Limitations of iterable datasets

Hi!

_ the map function of iterable datasets doesnt seem to accept the num_proc argument, I wonder whether this will create a bottleneck in my codes or if dataloader_num_workers will allow the iterable dataset to operate in fast multi-processing ?

Adding support for multiple workers (num_workers > 1) to IterableDataset is a work in progress and will be available (most likely) in the next release of datasets. But in your case, for maximum performance, it’s better to use the standard arrow-backed Dataset. Thanks to memory mapping, this version also doesn’t bring everything in memory (only the requested rows/columns).

You can create a dataset from parquet files (the arrow backed version) as follows:

from datasets import load_dataset
dataset  = load_dataset("parquet", data_files=[<list of paths to parquet files>])

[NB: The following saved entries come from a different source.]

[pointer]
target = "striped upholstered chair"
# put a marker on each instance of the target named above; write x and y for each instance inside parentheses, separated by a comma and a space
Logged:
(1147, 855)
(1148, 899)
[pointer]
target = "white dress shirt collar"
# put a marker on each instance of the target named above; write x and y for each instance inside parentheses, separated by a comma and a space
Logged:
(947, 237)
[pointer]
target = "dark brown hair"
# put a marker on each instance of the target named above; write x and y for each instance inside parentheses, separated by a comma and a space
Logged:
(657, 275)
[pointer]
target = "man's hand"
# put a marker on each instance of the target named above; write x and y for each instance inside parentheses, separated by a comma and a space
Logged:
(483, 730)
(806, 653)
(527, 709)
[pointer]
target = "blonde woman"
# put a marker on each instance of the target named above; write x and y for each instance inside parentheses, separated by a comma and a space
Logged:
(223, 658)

_ when working in run_mlm.py with the trainer and an iterable dataset, what are the changes to make for parallel-processing please ?
I read this Process but I am not sure if this applies

You can use the training_args.main_process_first context manager for that (for the arrow backed dataset). You can find an example here.

_ my datasets are stored as .parquet containing input sequences as well as labels/meta-data, one column I would like to implement is a sampling probability in order to over-sample certain training examples
Is there any way to allow this inside an iterable dataset or should I consider duplicating training examples as a pre-processing ?

I’m not sure I understand this question. Could you clarify it a bit more?